Glenn has focused his work on many other groups.

The successors to The Mandingue will host the first Dathliad Cymru-Africa (Celebrate Wales-Africa) Festival in Bethesda, Gwynedd next weekend.

Founders Cathryn McShane-Kouyaté and N’famady Kouyaté founded it in 2019 ‘as a celebration of the wealth of diversity in Wales.

“There weren’t any West African musicians my husband could join, so we started working together,” Cathryn said.

Covid was tough for the creative couple, but they made the best of it.

“We’ve done some online projects and once the restrictions ended, we really took off. We’ve built so far,” added Cathryn.

Cathryn McShane-Kouyaté and Tijesunimi Olakojo laughing in Cardiff city centre

Cathryn McShane-Kouyaté (left) and Tijesunimi Olakojo are part of The Successors Of The Mandingue

Cathryn is optimistic that the festival can continue to grow in the future.

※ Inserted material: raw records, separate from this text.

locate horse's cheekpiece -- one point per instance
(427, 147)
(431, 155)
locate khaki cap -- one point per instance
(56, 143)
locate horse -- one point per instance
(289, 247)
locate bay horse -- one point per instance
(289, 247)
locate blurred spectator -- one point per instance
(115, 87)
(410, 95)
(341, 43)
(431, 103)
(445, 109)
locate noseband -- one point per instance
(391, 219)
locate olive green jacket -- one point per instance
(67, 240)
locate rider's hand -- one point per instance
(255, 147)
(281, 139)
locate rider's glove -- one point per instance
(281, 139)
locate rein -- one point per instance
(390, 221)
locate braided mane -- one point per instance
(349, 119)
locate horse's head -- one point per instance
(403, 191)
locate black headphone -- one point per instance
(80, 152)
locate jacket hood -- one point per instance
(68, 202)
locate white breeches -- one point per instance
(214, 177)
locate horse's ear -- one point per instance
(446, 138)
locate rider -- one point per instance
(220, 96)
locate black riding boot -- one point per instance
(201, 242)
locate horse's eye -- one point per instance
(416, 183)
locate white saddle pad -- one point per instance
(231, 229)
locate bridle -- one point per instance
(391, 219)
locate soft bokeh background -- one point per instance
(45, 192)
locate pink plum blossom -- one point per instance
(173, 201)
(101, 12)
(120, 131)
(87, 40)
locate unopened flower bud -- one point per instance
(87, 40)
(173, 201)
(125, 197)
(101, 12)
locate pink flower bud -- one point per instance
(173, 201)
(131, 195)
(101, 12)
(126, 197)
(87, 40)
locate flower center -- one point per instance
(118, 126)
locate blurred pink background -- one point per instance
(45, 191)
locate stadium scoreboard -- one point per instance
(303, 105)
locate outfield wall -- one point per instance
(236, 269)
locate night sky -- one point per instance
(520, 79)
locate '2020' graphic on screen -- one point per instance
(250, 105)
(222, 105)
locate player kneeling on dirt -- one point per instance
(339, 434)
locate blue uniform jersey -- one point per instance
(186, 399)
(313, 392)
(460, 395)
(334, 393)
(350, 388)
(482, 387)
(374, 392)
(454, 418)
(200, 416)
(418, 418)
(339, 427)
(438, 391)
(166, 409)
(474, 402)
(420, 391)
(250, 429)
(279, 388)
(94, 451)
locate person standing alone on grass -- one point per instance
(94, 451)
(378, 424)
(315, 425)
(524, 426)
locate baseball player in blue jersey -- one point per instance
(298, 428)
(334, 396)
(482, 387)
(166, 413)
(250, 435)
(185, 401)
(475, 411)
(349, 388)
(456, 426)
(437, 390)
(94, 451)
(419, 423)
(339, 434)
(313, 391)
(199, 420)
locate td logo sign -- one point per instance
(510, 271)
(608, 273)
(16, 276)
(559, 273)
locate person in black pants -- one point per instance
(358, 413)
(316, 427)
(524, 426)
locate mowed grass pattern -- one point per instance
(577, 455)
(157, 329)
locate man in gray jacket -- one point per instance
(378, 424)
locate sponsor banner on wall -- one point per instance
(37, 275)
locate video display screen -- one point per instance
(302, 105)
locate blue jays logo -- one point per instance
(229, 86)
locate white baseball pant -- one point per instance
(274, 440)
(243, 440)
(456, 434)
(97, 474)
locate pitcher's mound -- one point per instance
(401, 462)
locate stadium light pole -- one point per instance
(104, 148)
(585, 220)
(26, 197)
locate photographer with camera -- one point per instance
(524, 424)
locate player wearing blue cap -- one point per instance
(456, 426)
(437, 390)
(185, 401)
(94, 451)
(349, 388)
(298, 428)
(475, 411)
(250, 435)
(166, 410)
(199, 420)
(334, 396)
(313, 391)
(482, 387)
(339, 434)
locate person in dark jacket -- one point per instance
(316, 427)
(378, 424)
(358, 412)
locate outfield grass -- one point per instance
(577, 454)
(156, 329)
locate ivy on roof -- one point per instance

“I see us moving to reach out to other communities. We’ve had interest from other locations. We’re celebrating Africa and Wales and the bonds we have,” she said.

Tijesunimi Olakojo is a community stage c
oordinator for the festival. She came to Wales in November 2020 after moving to the UK from Nigeria.

A Red Cross counselor told her to pursue what she enjoys.

As an artist, she and the successors were a match made in heaven, she believes.

The Cardiff-based group offers an African interactive music experience and a cultural exchange of percussion, music, drumming, singing, storytelling and dance.

“I love it. I feel like it’s my home because I’ve never seen anything like it in Wales before,” she said.

“People welcome outsiders here and that’s very important to me. I like the sense of community.”

N'Famady Kouyate with his balafonist in Cardiff

N’Famady Kouyate with his balafonist in Cardiff

Martha Musonza Holman is the founder of the Love Zimbabwe charity.

She lives in Abergavenny after being forced to flee her home country in 2001 and has worked tirelessly to create links between her adopted country and her native country.

“I’ve been very lucky because Abergavenny is a community-based place. So a lot of people have welcomed me. We have so many people from different parts of the world,” she said.

Her role as a teacher gives her the chance to bring a piece of African culture to schools in Wales.

“We work with children, teach them African songs and raise money for charity. So I’m part of the community and I love it. When I’m in Abergavenny I can go anywhere,” she added.